I studied medicine at the University of Galway, Ireland, then worked as a doctor for a number of years before completing an MSc in Health Data Analytics and Machine Learning at Imperial College London. My research interests lie in risk prediction for non-communicable diseases, causal machine learning, and multimodal real world data.

Project Information

Research Driver Programme: Big Data for Complex Diseases

Title: Repurposing And Enriching Cardiovascular Risk Prediction Models To Identify People At Risk Of Cancer and Other Chronic Diseases.

Doctors often use certain tools to figure out if someone is at risk of having a heart attack or stroke. My project explores whether we can use these same tools to predict if a person might develop other heart problems, like atrial fibrillation (a type of irregular heartbeat), heart failure, or long-term illnesses such as cancer, dementia (which can cause memory loss), and COPD (a serious lung disease that makes it hard to breathe).

We already know that conditions like heart attacks, strokes, and cancer share some common risk factors. What I want to find out is whether the methods we use to predict heart-related issues could also tell us who’s at risk of developing these other health problems.
I also plan to see if these prediction tools can be improved by adding new kinds of information, for example, though looking at the amounts of fats or proteins in someone’s blood.
Lastly, I’ll use a relatively new research method, known as target trial emulations, to see if medications that are usually given for heart disease might also influence the risk of getting other long-term illnesses.

What is your motivation for undertaking this project and how will this funding impact your research?
From my experience working as a clinical doctor, I realised the profound impact that early detection and prevention strategies can have on patient outcomes, especially in chronic diseases like cardiovascular disease (CVD) and cancer.

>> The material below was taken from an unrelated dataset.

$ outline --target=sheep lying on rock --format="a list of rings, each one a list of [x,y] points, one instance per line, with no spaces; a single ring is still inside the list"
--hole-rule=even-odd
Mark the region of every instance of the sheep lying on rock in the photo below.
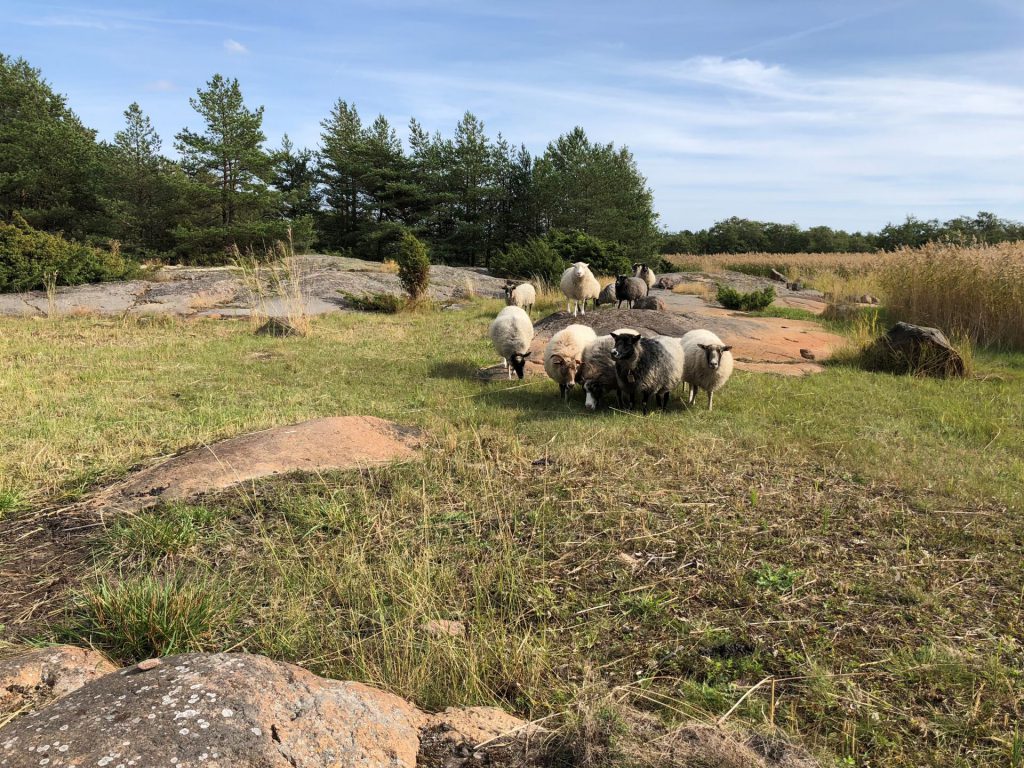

By developing improved prediction tools for CVD-related diseases, I hope to contribute to a reduction in the rates of premature mortality and disease-related morbidity through targeted treatment strategies and informed public health policy.
The funding from this program will grant me access to some of the best resources available to conduct this research, including extensive epidemiological datasets with linked, multimodal patient information. Through the BDCD programme, I have the chance to work with experts in the fields of epidemiology, precision medicine, and multimorbidity, providing me with unique opportunities for collaborative learning. Finally, the funding will facilitate dissemination of results at conferences and in scientific journals, which will promote the integration of my findings into clinical practice.